The frequency of cancers with indolent behavior has increased with screening. Better tools to identify indolent tumors are needed to avoid overtreatment.

OBJECTIVE:

To determine if a multigene classifier is associated with indolent behavior of invasive breast cancers in women followed for 2 decades.

DESIGN, SETTING, AND PARTICIPANTS:

This is a secondary analysis of a randomized clinical trial of tamoxifen vs no systemic therapy, with more than 20-year follow-up. An indolent threshold (ultralow risk) of the US Food and Drug Administration-cleared MammaPrint 70-gene expression score was established above which no breast cancer deaths occurred after 15 years in the absence of systemic therapy.

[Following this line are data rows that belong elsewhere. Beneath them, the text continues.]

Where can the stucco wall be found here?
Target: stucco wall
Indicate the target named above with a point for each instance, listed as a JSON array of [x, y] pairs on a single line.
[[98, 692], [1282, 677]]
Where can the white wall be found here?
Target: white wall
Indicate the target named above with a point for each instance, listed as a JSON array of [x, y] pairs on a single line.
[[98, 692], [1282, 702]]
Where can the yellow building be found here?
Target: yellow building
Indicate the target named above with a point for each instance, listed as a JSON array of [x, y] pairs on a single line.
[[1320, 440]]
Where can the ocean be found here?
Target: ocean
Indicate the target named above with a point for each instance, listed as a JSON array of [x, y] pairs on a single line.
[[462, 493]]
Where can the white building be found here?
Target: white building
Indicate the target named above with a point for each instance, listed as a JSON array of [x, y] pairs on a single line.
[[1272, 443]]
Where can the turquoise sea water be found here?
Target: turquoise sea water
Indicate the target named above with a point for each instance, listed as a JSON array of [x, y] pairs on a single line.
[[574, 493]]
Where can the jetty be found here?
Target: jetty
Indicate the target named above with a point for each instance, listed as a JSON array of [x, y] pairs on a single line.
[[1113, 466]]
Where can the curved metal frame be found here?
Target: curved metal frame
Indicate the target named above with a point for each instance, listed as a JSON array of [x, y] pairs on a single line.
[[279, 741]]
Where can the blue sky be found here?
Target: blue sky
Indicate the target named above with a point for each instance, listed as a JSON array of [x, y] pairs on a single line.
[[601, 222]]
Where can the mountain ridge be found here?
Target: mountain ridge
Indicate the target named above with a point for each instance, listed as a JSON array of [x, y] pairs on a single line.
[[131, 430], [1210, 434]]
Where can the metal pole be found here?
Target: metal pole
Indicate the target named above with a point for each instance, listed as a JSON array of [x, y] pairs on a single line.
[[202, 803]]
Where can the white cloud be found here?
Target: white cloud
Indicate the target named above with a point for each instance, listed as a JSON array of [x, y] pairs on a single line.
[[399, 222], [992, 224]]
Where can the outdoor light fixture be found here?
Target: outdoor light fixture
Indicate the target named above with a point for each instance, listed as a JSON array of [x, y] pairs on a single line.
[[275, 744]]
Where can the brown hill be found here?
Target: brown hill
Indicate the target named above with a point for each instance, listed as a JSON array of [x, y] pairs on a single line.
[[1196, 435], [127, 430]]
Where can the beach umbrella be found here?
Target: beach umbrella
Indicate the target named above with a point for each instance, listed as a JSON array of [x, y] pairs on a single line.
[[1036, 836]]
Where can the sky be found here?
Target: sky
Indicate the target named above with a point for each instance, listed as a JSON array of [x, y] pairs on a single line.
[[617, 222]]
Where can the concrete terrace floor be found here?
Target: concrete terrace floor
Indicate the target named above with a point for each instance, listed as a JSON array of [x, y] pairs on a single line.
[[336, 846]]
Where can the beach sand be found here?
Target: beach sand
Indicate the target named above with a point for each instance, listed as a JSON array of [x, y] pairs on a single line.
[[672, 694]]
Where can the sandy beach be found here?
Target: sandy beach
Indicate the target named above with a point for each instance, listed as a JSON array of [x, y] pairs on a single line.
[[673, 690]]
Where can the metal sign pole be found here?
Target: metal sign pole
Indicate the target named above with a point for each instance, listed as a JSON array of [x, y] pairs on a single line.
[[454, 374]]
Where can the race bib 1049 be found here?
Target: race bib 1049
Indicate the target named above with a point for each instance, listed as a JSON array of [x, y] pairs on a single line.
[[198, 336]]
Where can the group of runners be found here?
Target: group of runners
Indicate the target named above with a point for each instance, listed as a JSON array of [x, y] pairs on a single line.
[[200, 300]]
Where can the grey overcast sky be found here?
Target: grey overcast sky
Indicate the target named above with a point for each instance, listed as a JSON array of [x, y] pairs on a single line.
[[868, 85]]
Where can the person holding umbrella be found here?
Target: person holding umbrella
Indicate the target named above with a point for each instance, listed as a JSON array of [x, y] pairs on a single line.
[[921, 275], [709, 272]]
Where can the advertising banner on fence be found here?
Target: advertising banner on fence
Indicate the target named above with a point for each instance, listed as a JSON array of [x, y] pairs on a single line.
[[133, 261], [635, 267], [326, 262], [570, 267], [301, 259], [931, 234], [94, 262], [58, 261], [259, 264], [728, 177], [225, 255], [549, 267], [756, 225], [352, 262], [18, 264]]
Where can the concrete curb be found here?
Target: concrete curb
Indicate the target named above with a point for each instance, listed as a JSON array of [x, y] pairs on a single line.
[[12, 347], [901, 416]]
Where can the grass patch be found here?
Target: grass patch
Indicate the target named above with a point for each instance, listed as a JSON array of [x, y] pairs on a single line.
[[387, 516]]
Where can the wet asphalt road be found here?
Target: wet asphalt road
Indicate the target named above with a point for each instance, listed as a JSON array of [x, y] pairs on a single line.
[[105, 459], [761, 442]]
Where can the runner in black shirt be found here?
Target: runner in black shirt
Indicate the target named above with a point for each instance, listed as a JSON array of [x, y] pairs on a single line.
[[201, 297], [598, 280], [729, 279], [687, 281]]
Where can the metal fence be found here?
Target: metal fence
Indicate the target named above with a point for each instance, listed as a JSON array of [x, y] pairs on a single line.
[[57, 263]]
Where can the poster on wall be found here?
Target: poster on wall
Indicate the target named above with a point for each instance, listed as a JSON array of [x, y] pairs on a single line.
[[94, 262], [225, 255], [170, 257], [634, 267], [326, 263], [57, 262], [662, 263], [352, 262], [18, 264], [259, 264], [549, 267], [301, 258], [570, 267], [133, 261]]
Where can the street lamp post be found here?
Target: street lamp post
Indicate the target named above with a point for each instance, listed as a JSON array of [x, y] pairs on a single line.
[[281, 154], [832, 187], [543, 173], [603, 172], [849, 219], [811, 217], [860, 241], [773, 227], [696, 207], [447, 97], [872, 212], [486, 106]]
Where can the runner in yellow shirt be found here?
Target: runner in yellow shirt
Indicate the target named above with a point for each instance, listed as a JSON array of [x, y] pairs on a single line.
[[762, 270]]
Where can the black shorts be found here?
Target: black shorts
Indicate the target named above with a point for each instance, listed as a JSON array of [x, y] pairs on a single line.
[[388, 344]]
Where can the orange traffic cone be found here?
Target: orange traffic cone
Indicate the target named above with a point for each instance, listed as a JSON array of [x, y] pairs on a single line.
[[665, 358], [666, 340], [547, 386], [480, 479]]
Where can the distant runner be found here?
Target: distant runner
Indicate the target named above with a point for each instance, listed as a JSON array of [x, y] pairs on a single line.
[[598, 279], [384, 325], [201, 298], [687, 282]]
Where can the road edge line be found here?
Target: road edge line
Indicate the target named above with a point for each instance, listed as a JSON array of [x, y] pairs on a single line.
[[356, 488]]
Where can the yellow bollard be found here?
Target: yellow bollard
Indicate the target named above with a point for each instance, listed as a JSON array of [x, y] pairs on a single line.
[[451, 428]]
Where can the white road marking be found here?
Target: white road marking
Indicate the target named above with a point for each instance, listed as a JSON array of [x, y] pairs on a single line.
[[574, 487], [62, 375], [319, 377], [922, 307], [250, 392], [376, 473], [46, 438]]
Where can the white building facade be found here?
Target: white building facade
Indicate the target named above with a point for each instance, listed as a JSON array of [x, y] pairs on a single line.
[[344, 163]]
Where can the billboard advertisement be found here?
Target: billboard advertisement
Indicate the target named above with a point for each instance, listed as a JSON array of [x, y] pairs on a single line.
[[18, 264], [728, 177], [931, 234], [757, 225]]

Immunohistochemical markers (n = 727 women) and Agilent microarrays, for MammaPrint risk scoring (n = 652 women), were performed from formalin-fixed paraffin-embedded primary tumor blocks. Participants were postmenopausal women with clinically detected node-negative breast cancers treated with mastectomy or lumpectomy and radiation enrolled in the Stockholm tamoxifen (STO-3) trial, 1976 to 1990.

EXPOSURES:

After 2 years of tamoxifen vs no systemic therapy, regardless of hormone receptor status, patients without relapse who reconsented were further randomized to 3 additional years or none.

MAIN OUTCOMES AND MEASURES:

Breast cancer-specific survival assessed by Kaplan-Meier analyses and multivariate Cox proportional hazard modeling, adjusted for treatment, patient age, year of diagnosis, tumor size, grade, hormone receptors, and ERBB2/HER2 and Ki67 status.

RESULTS:

In this secondary analysis of node-negative postmenopausal women, conducted in the era before mammography screening, among the 652 women with MammaPrint scoring available (median age, 62.8 years of age), 377 (58%) and 275 (42%) were MammaPrint low and high risk, respectively, while 98 (15%) were ultralow risk. At 20 years, women with 70-gene high and low tumors but not ultralow tumors had a significantly higher risk of disease-specific death compared with ultralow-risk patients by Cox analysis (hazard ratios, 4.73 [95% CI, 1.38-16.22] and 4.54 [95% CI, 1.40-14.80], respectively). There were no deaths in the ultralow-risk tamoxifen-treated arm at 15 years, and these patients had a 20-year disease-specific survival rate of 97%, whereas for untreated patients the survival rate was 94%. Recursive partitioning identified ultralow risk as the most significant predictor of good outcome. In tumors "not ultralow risk," tumor size greater than 2 cm was the most predictive of outcome.

CONCLUSIONS AND RELEVANCE:

The ultralow-risk threshold of the 70-gene MammaPrint assay can identify patients whose long-term systemic risk of death from breast cancer after surgery alone is exceedingly low.